The Little Cayman Research Centre at the Central Caribbean Marine Institute will soon be able to do more and better research into how climate change affects the health of coral reefs:
The Central Caribbean Marine Institute (CCMI) was the recent recipient of a grant from the National Science Foundation which will enable the Institute to improve scientific facilities at the Little Cayman Research Centre (LCRC) by constructing a new outdoor wet lab with a research focus on Climate Change and Coral Reef Stress. The new facility will improve the ability of the centre to pursue research that requires maintaining live specimens. Dr. Carrie Manfrino, President and Director of Research and Conservation at CCMI it was an important grant at a time when the risks the oceans are increasing.
“The oceans are under threat like never before, from coral diseases, ocean acidification, climate change, non-native species, and overfishing. CCMI’s long-term commitment to monitoring the local coral reef biodiversity continues to be important for addressing some of the most significant challenges facing our over-crowded planet.
This award from the NSF will enable CCMI’s in-house scientists, visiting scientists and Universities to further explore these critical topics in one of the most under-developed regions of the Caribbean,” Manfrino added.

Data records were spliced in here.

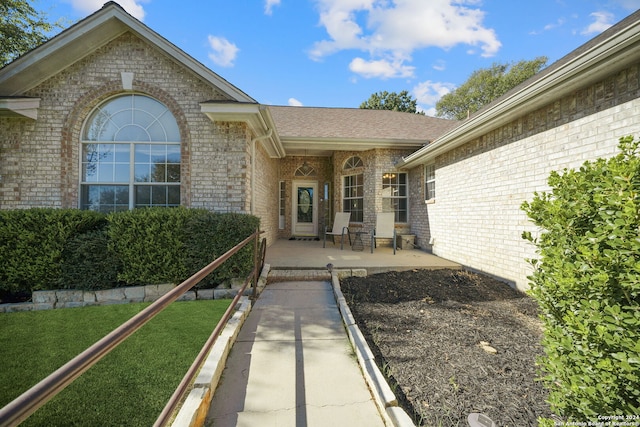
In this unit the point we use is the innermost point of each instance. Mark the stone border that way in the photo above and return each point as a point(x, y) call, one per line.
point(69, 298)
point(194, 409)
point(383, 395)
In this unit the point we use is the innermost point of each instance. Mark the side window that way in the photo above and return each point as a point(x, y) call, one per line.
point(429, 182)
point(130, 156)
point(353, 189)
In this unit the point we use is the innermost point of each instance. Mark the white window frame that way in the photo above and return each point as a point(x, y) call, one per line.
point(430, 183)
point(398, 192)
point(350, 194)
point(162, 131)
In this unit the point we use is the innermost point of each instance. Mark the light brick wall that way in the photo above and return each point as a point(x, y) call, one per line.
point(266, 193)
point(39, 160)
point(476, 219)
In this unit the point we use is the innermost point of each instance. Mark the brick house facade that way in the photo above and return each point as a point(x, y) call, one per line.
point(237, 155)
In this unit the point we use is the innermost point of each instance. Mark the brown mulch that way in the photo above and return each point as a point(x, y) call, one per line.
point(425, 328)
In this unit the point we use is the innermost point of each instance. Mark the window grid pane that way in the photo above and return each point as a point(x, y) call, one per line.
point(429, 182)
point(394, 195)
point(353, 200)
point(127, 121)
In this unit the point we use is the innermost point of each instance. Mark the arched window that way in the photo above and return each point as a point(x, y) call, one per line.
point(130, 156)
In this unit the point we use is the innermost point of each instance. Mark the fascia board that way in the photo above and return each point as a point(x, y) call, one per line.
point(588, 67)
point(349, 144)
point(19, 107)
point(256, 116)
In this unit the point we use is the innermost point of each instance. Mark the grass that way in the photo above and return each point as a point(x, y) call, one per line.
point(130, 386)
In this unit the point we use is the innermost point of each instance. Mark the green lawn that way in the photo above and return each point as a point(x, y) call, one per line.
point(130, 386)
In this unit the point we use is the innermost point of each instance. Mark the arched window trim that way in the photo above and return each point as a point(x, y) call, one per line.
point(133, 157)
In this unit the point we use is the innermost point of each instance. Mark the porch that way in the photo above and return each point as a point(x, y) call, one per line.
point(309, 254)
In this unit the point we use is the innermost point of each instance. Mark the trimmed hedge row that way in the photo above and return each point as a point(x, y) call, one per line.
point(587, 282)
point(43, 249)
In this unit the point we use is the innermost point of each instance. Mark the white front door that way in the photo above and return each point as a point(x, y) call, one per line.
point(305, 208)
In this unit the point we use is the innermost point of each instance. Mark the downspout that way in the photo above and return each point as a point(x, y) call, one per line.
point(254, 141)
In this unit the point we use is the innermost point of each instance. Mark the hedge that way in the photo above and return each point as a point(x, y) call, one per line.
point(587, 282)
point(73, 249)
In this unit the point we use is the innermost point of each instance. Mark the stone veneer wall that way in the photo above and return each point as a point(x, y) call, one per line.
point(476, 219)
point(266, 195)
point(39, 160)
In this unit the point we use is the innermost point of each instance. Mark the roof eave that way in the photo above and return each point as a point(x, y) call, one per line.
point(19, 107)
point(256, 116)
point(85, 37)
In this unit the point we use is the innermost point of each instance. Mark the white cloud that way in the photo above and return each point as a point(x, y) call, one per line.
point(133, 7)
point(602, 21)
point(382, 68)
point(223, 52)
point(390, 31)
point(439, 65)
point(429, 93)
point(269, 5)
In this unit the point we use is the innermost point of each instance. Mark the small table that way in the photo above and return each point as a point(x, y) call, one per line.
point(357, 244)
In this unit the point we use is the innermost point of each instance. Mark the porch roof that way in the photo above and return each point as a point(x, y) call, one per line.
point(319, 131)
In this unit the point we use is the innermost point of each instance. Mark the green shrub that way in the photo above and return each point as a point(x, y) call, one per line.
point(587, 281)
point(88, 264)
point(209, 235)
point(31, 245)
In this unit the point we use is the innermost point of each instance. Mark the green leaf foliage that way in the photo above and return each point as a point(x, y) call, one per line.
point(587, 281)
point(484, 86)
point(73, 249)
point(22, 28)
point(32, 242)
point(210, 235)
point(391, 101)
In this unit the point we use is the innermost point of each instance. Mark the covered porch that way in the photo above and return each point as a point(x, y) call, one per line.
point(309, 254)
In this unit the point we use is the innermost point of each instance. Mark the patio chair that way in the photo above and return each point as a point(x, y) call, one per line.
point(385, 229)
point(340, 228)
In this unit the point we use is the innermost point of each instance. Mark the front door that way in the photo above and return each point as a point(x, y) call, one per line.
point(305, 208)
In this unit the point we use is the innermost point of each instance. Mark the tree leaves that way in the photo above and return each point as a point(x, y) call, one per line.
point(485, 85)
point(587, 282)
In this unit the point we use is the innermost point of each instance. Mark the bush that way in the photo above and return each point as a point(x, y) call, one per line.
point(587, 282)
point(31, 245)
point(88, 264)
point(210, 235)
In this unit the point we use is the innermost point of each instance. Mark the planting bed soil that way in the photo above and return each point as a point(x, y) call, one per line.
point(451, 343)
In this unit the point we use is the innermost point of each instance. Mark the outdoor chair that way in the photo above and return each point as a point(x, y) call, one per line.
point(340, 228)
point(385, 229)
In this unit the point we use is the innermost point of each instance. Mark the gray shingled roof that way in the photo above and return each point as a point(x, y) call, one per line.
point(356, 124)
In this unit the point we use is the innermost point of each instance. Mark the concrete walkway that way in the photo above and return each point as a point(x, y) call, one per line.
point(293, 365)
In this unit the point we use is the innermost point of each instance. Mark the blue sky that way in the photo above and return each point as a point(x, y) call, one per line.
point(336, 53)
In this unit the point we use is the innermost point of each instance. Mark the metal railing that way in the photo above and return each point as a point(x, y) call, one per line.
point(28, 402)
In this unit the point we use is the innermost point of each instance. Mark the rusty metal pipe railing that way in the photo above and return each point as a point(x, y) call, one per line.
point(28, 402)
point(183, 387)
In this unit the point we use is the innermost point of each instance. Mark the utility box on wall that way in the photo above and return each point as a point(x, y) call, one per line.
point(406, 241)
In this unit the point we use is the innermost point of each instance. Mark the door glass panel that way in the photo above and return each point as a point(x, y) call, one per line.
point(305, 204)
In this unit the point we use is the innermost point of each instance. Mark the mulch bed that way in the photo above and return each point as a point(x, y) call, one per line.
point(425, 328)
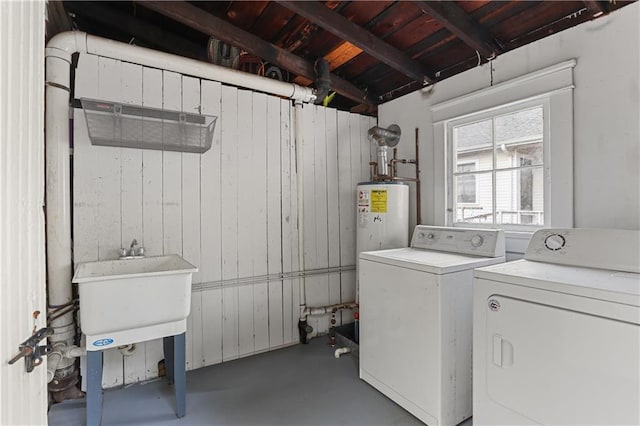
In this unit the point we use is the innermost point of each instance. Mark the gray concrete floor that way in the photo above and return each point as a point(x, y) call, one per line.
point(300, 385)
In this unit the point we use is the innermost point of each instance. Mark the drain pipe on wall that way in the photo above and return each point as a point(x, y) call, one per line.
point(303, 327)
point(63, 374)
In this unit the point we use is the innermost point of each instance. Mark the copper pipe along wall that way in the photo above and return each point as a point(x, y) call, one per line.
point(418, 212)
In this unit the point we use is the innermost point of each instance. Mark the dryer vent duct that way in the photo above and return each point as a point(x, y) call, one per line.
point(384, 139)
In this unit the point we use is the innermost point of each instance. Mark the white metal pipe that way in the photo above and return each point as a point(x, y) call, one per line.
point(58, 197)
point(341, 351)
point(300, 196)
point(323, 310)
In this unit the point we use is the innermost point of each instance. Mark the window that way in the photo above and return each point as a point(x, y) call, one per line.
point(504, 154)
point(467, 186)
point(498, 166)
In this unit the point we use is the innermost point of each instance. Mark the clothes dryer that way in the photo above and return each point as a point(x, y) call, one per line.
point(415, 319)
point(557, 334)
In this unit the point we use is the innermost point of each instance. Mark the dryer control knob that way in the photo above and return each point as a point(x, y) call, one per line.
point(554, 242)
point(477, 240)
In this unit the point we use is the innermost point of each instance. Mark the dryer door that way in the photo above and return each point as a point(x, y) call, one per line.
point(559, 366)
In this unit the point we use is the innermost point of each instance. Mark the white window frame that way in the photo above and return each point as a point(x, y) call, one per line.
point(543, 102)
point(553, 85)
point(476, 163)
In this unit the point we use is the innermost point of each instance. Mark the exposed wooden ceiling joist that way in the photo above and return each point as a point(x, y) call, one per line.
point(140, 29)
point(462, 25)
point(595, 7)
point(204, 22)
point(342, 27)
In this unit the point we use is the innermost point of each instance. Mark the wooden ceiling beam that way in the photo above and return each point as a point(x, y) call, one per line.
point(345, 29)
point(206, 23)
point(595, 7)
point(456, 20)
point(139, 29)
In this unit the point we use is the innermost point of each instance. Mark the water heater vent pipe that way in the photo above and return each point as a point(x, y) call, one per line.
point(384, 139)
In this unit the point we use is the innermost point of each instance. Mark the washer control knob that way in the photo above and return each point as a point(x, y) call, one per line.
point(554, 242)
point(477, 240)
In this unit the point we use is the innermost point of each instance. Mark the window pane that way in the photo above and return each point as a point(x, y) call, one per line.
point(474, 198)
point(519, 138)
point(520, 197)
point(474, 142)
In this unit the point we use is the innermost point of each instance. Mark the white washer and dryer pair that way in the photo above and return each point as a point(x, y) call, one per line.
point(416, 319)
point(557, 334)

The new outdoor wet lab will support research into climate change and coral reef stress, ensuring the facility is one of a kind within the Caribbean region. The lab will consist of three separate lab spaces: a climate controlled lab, a screened lab, and a shaded outdoor area for experiments requiring sunlight. This new building will provide ample space for a variety of studies, and will contain deep, large tanks with which to grow, store, and preserve living organisms. Conditions such as flow rate, temperature, and water chemistry will be easily adjustable to compare a variety of environmental conditions. This new equipment will enable studies of animal behavior, behavioral ecology, and growth, none of which has been possible in the existing facilities.
This increased research space will support a new range of in-house and visiting scientist research at the LCRC, which will allow CCMI to continue growing and working to sustain the marine environment for future generations.